In a Dutch oven, bring the fish stock, bay leaf, a little grated lemon zest, lemon juice and the fish to a simmer. Season well. Cover and cook just until the mixture comes to a boil. Drain the fish stock and reserve, set the fish aside.

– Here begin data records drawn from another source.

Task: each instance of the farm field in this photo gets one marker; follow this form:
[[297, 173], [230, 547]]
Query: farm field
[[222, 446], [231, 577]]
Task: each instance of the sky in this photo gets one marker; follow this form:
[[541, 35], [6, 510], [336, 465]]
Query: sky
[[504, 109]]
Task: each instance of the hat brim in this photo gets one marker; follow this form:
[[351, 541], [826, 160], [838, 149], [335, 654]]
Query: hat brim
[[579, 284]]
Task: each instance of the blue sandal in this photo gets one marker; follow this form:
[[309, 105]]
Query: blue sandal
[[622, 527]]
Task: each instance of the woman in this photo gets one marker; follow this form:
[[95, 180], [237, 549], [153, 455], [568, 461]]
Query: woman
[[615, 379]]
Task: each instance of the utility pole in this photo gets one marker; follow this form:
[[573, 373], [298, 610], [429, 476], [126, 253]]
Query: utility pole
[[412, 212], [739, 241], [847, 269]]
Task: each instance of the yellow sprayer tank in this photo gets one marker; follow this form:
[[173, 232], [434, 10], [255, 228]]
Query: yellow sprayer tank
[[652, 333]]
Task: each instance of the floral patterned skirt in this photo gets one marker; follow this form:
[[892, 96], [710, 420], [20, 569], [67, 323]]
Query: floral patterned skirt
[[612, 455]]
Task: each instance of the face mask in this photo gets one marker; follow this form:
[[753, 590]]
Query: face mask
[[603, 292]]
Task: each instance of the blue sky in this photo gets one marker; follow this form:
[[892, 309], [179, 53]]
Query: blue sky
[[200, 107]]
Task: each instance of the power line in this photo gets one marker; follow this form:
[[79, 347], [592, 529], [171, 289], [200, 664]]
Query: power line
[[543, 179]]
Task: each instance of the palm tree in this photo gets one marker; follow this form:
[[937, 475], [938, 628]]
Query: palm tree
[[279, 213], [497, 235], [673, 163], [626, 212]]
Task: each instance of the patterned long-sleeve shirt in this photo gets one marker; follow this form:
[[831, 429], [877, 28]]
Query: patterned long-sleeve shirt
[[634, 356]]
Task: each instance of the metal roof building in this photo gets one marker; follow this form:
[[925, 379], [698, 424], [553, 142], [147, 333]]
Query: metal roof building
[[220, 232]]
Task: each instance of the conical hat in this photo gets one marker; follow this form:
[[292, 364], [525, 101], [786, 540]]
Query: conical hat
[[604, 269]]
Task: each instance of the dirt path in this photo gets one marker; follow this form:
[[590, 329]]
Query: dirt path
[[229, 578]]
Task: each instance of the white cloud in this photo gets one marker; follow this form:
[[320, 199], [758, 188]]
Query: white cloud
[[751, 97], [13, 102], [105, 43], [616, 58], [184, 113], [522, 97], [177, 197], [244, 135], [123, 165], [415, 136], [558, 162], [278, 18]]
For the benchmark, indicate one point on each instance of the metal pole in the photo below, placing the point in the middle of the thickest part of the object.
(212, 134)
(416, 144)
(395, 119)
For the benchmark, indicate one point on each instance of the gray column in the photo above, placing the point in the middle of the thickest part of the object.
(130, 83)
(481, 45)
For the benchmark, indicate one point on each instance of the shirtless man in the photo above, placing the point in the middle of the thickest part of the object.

Meanwhile, in a saucepan melt the butter. Peel the onion, chop finely and saute until translucent. Add the rice and sauté until fragrant. Stir in the curry and season to taste with cayenne, nutmeg and saffron. In a measuring cup, combine the fish stock with water to equal 450 ml (approximately 15 ounces) and add about two-thirds of the liquid to the rice. Cook, stirring occasionally, until the rice is tender, adding more liquid as needed. Spoon the rice into a serving dish.
Cut the eggs in large cubes. Put the cooked fish in the rice and mix in the eggs. Season to taste and sprinkle with cilantro.